5. In every case heard by District Judge Susan Williams and Judge Goodwin the police evidence was rubber stamped no matter how ludicrous. Williams specified that she found sex workers’ evidence “truthful”, admitted that “no evidence has been put before me of force and coercion” and acknowledged that a maid “is considered essential for safety”. But she went on to rule that the “lure of gain and the hope of a better life” for women who were “desperate to earn some money” amounted to “control” and “incitement”. Why is women’s poverty and the determination to get out of it being used to justify the closure of safer premises? How is this different from any other job? Aren’t all workers “incited” to work by the “lure of gain and the hope for a better life”? Should they be doing it for free? Once again sex workers are being discriminated against.
6. Westminster Council backed the raids despite Cllr. Nickie Aiken’s claims that: “Our policy is that if a brothel is just providing a sex service, we just turn a blind eye because we think it is safer for the women and safer for the residents and other businesses around.”
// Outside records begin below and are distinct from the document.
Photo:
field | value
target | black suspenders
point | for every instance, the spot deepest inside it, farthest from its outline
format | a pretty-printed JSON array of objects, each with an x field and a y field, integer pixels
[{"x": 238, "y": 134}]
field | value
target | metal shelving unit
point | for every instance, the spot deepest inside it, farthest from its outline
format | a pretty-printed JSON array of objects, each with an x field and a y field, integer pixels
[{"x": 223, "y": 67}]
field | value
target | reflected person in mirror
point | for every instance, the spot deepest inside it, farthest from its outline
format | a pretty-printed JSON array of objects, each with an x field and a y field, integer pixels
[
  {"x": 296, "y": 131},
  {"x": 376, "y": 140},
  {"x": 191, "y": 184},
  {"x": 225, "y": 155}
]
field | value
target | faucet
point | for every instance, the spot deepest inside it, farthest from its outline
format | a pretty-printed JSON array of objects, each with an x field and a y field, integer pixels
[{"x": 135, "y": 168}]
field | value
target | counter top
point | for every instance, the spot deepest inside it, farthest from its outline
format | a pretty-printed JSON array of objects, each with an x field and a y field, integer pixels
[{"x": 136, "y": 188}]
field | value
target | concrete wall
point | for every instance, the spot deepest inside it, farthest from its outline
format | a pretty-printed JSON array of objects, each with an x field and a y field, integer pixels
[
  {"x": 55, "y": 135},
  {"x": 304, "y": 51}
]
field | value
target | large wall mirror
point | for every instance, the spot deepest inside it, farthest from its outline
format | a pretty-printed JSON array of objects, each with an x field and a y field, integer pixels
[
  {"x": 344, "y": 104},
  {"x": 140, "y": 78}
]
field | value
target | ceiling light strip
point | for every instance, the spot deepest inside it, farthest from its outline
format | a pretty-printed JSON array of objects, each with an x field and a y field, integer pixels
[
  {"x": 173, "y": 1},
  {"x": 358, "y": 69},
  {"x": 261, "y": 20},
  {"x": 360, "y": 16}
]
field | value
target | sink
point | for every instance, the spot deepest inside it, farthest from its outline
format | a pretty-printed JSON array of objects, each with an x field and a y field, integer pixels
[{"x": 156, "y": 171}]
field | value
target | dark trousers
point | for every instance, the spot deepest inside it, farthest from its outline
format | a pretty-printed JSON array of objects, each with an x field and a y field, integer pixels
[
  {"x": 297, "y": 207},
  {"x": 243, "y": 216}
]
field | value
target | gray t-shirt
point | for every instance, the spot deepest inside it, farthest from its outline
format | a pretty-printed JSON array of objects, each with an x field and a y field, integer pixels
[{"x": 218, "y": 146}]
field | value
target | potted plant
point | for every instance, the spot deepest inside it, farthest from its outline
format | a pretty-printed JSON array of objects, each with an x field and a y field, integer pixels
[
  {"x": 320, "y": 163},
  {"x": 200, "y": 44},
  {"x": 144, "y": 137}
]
7. Met police commander Alison Newcomb misled the press by presenting the raids as necessary to “close brothels where we have evidence of very serious crimes happening, including rape and human trafficking.” But in NONE of the Closure Order cases has there been any evidence of rape or trafficking. Newcomb later admitted that “no specific number of women were suspected of being trafficked.” Some immigrant women were held for hours despite protesting they were not trafficked. The Met Police just got European Union funding to tackle trafficking – were the raids staged to justify this money and get more?
8. The case raised crucial issues. If police claims that women were controlled were allowed to stand, despite no evidence of force and coercion or even a named “operator” actively “directing” activities, then any sex worker flat anywhere can be closed, in fact any flat – if a friend helps a sex worker design a website, that can be taken as evidence of control and the flat closed. Thirty-seven premises were recently closed in Newham. Who will be safe then?
9. Senior police officers recently acknowledged that: “operations to tackle the trade are ‘counterproductive’ and likely to put the lives of women at risk”. http://www.theguardian.com/society/2014/jan/19/woman-killed-prostitute-police-blame
10. The prostitution laws which give police enormous powers to criminalise sex workers have resulted in abuses of power particularly against women working on the street. One woman described the discrimination and degradation she faces.
“The police wait outside my house to catch me when I leave. It doesn’t matter how I’m dressed, who I’m with, where I’m going, they say I’m loitering. When they stop me they jeer at me, and make jokes at my expense, often sexually explicit jokes. When they arrest me I’m strip searched and they sometimes leave the door open so the male officers can see in. All this is to humiliate me.”
11.A motion by MEP Mary Honeyball to criminalise the clients of sex workers is due to be voted on in the European Parliament on 27th February. At a time of economic crisis when poverty among women and children is rising throughout Europe and more women, particularly mothers, are working in the sex industry to survive, how can women who call themselves feminists and claim to be concerned about women’s welfare justify prioritising an initiative against prostitution. False claims about trafficking are being used to justify this crackdown. Criminalising clients will not stop prostitution, nor will it stop the criminalisation of women. But it will make more dangerous and stigmatising for those of us who work as prostitutes.
12.New Zealand decriminalised 11 years ago, with verifiable improvements in sex workers health and welfare. Canada’s Supreme Court just ruled that criminalisation breached sex workers’ human rights.